What changes can the traveling public expect? What can passengers traveling on flights to the U.S. from international destinations expect?
On any given day, passengers traveling on flights to the U.S. from international destinations may notice enhanced, random security measures throughout the passenger check-in and boarding process. Aviation security is a shared responsibility and countries around the world are working together to increase the safety of air travel. Passengers traveling on flights to the U.S. from international last point of departure destinations are likely to notice enhanced measures including the increased use of the technology and processes such as explosives trace detection, canine teams, advanced imaging technology, and behavior detection among other measures.
For security reasons, the specific details of the directives are not public.
Which countries are affected by the new directives?
The security measures apply to all passengers on international flights flying directly to the U.S. worldwide.
Do passengers need to do anything differently to prepare for checkpoint security procedures? Has anything changed in terms of what passengers can bring in their carry-on or checked bags?
At this time, security checkpoint requirements for passengers departing U.S. airports remain the same. Passengers do not need to do anything differently but they may notice enhanced security measures at international airports.
Should passengers plan to arrive at airports earlier than normal?
Passengers may want to allow additional time to get through security on U.S. bound international flights. These times may vary by airport - check in with your airport or carrier.
How long will the measures remain in place?
These measures are designed to be sustainable. TSA will continuously review these measures to ensure the highest levels of security.
Is the list of 14 countries of concern still in use?
These measures supersede the list of countries of concern put in place as an emergency measure on January 3. The enhanced security measures that are going into effect are tailored to intelligence about potential threats and are focused on all passengers from all countries.
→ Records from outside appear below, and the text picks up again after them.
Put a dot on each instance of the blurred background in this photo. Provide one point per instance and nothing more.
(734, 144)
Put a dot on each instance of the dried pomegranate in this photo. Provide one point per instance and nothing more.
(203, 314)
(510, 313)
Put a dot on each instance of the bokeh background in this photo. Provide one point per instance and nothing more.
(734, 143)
They are part of a dynamic, threat based process covering all passengers traveling to the United States while focusing security measures in a more effective and efficient manner to ensure the safety and security of all those traveling by air to the U.S.
How does this change the posture of the current system?
It’s a strengthening of the system. These new, more flexible security protocols are tailored to reflect the most current information available to U.S. authorities and are based on real-time, threat-based intelligence that will now be applied to all passengers traveling to the United States.
What can passengers expect to see at airports?
Passengers traveling to the U.S. from international destinations may notice enhanced security and screening measures throughout the passenger check-in and boarding process which could include explosives trace detection, use of advanced imaging technology, canine teams or pat downs, among other security measures to keep air travel safe.
Are you working with the international community to encourage the use of enhanced screening technology?
The terrorist threat to global aviation is a shared challenge and ensuring aviation security is a shared responsibility. TSA works closely with international partners to share best practices for security checkpoints, air cargo screening, employee security procedures, checked baggage screening, behavior detection and explosive detection technology. A number of nations, including Australia, Canada, Italy, Netherlands, Nigeria, and the United Kingdom, have followed the U.S. lead to enhance aviation security by accelerating testing and deployment of advanced imaging technologies at their largest airports, and are strengthening behavior detection, explosive detection and information sharing capabilities.
If a passenger does not wish to be screened using advanced imaging technology, do they have options?
This technology is optional to passengers in the U.S. Passengers who opt out of imaging technology screening will go through alternative screening, including same-gender pat downs. Passengers flying to the U.S. from international destinations should check with the country from which they are flying regarding that nation’s policies. For more information on use of advanced imaging technology in the U.S., visit www.tsa.gov.
What if a country does not have the latest technology such as explosives trace detection or advanced imaging technology?
Passengers traveling internationally to the U.S. on last point of departure flights will be screened using other enhanced measures that could include a pat down and bag search among other measures.
Will the majority of passengers still receive enhanced screening?
To more effectively mitigate evolving terrorist threats, the new security directive utilizes multiple, random layers of security, both seen and unseen, and all passengers may be subject to enhanced screening.